Step one – Digital; After capture the shots are put into dated folders so that I can retrieve them at will.
Step two – Film; I make a contact sheet of the whole film onto a sheet of 8×10 photo paper. I tend to do this for 20 – 25 sheets at a time
Step two – Digital; Skip to step three.
Step three – Film; When I have 50 or more contact sheets unedited I put them all up onto a pinboard (or this year staplegun them to my studio wall) – I then go through all of the shots that I don’t want seen at all and cross them out with black ink – then all of the ones that I can’t print due to copyright considerations, permission, or ethical considerations (these things can change) and put a cross on them with a red wax pencil (chinagraph). From here I go through and mark all of the frames that I think look good enough that I want a closer look with a white line (all with waxpencils) around the frames that I want.

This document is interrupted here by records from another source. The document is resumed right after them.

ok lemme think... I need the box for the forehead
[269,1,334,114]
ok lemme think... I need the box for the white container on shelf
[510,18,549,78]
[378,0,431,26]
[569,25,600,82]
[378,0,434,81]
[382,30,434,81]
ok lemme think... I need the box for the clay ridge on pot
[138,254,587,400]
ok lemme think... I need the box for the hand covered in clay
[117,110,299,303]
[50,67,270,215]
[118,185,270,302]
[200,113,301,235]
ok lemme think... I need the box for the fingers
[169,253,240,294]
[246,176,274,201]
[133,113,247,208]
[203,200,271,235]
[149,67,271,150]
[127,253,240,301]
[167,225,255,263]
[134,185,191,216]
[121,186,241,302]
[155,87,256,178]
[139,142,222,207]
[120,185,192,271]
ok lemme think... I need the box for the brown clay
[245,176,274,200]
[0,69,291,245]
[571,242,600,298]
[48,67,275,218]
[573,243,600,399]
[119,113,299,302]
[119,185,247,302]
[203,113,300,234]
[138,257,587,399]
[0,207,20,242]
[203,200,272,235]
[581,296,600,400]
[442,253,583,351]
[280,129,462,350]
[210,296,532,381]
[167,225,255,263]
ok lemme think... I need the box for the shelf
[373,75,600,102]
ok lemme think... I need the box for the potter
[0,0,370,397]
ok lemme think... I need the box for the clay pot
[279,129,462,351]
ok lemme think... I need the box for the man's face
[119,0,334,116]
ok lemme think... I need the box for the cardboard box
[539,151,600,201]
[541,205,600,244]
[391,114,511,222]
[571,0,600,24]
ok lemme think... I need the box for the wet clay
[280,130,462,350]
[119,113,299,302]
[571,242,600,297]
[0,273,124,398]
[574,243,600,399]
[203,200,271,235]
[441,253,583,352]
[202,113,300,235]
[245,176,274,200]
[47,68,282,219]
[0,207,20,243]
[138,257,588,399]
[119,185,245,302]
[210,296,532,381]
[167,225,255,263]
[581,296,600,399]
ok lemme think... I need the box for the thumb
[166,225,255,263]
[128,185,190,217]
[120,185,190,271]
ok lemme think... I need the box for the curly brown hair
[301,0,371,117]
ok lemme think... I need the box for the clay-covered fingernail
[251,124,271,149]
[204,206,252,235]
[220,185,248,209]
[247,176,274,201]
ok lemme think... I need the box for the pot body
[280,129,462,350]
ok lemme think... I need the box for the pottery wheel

Step three – Digital; I change the folder properties so that the icons for the images are larger, thus I can consider the images at a slightly larger scale – i use preview to look closer at marginal images. I then select the images that I want to see as prints and copy them to a new filder before returning the folder back to a normal status and filing the folder – from this point on I work with the new folder with the original folder backed up externally.
Step Four – Film; I then print all of the selected prints as 4×5 prints on black and white proof paper (RC silver paper), and then tape them together as concertina books – I don’t make a point of inspecting them at this stage.
Step Four – Digital; I then Go through the folders of selected files and photoshop them so that they make cohesive sets and are ready for printing (this is my least favorite part of working with digital images). I then print all of the selected prints using a digital printing service – usually for around 12 cents a print – I don’t make a point of inspecting them at this stage. I don’t make concertina books of these.

Step Five – Film; When I have several of these books I lay them out and go through them deciding what to label them as – the labels (apart from rejects are for each of the projects or subjects I’m currently keeping a file for – some images make it to more than one file)
Step Five – Digital; a good stack of these I lay them out and go through them deciding how to group them – the groups (apart from rejects) are for each of the projects or subjects I’m currently keeping a file for – some images make it to more than one file. I move them around in the folders for sorting and delete the rejects (this is why I work with copies).
Step Six – Film; I then break the books up and recreate them as selected subject books – I haven’t gotten to this stage yet in my current project
Step Six – Digital; These are now ready for final selection and being ready for printing.
Step Seven – Film; I then Go into the darkroom and go through the process of making exhibition prints – I tend to make one print as an AP (artist proof) so that I can see how to print the final image and then two final prints of which one will be presented.

It’s not so terribly exciting to see something like this laid out as a step by step process, in practice I find that neither digital nor film is cheaper to work with, and due to experience and a degree of procrastination I’m slightly quicker and more efficient getting silver exhibition prints done than digital exhibition prints.